On May 29, 2020, the FDA approved ramucirumab (Cyramza; Eli Lilly) in combination with erlotinib (Tarceva) for the first-line treatment of patients with metastatic non–small-cell lung cancer (NSCLC) and epidermal growth factor receptor (EGFR ) exon 19 deletions or exon 21 (L858R) mutations. Ramucirumab was previously approved by the FDA as monotherapy and in combination with other therapies for several types of cancer, including metastatic NSCLC, in combination with docetaxel, for patients whose disease progressed after treatment with platinum-based chemotherapy.
“The approval of this new first-line metastatic EGFR-mutated non–small-cell lung cancer regimen, which inhibits the VEGFR and EGFR pathways together, is an important milestone in the treatment of this disease. It is wonderful that patients now have multiple options for initial therapy capable of delaying disease progression for considerably longer than erlotinib, which has been our traditional standard approach,” said Edward Garon, MD, David Geffen School of Medicine, University of California, and North America lead investigator of the RELAY clinical trial. “Ramucirumab, in combination with erlotinib, is a welcomed first-line option to offer our patients with metastatic EGFR-mutated non–small-cell lung cancer.”

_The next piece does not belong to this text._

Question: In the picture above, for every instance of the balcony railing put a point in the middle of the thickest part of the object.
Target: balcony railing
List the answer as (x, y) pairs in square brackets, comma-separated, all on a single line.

It is estimated that approximately 15% of patients diagnosed with NSCLC have an EGFR mutation.
The efficacy of ramucirumab plus erlotinib for first-line treatment of patients with NSCLC was based on the results of the phase 3 clinical trial RELAY, a multinational, randomized, double-blind, placebo-controlled, multicenter study in treatment-naïve patients with metastatic NSCLC whose tumors have EGFR exon 19 deletion or exon 21 (L858R) substitution mutations.
The study included 449 patients who were randomized in a 1:1 ratio to intravenous ramucirumab 10 mg/kg, in combination with erlotinib 150 mg orally once daily, or to placebo every 2 weeks plus erlotinib 150 mg orally once daily, until disease progression or unacceptable toxicity. The major efficacy end point was progression-free survival (PFS) as assessed by the investigator (RECIST 1.1). Additional efficacy outcome measures included overall survival (OS), overall response rate (ORR), and duration of response (DOR).
The median PFS was 19.4 months in the ramucirumab plus erlotinib arm compared with 12.4 months in the placebo plus erlotinib arm (hazard ratio [HR], 0.59; 95% confidence interval [CI], 0.46-0.76; P <.0001). The ORR was 76% in the ramucirumab plus erlotinib arm versus 75% in the placebo plus erlotinib arm, with median DOR of 18 months and 11.1 months, respectively. At the time of the final analysis, the PFS and OS data were not mature; with only 26% of the deaths required for the final analysis occurring by that time (HR, 0.83; 95% CI, 0.53-1.30).
The most common (≥20%) adverse events reported with ramucirumab plus erlotinib at a rate of ≥2% versus the placebo arm were infections, hypertension, stomatitis, proteinuria, alopecia, epistaxis, and peripheral edema. The most common (≥20%) laboratory abnormalities at a rate of ≥2% higher than in the placebo arm were increased alanine aminotransferase, increased aspartate aminotransferase, anemia, thrombocytopenia, neutropenia, increased alkaline phosphatase, and hypokalemia.
The recommended dose of ramucirumab for metastatic NSCLC in combination with erlotinib is 10 mg/kg every 2 weeks.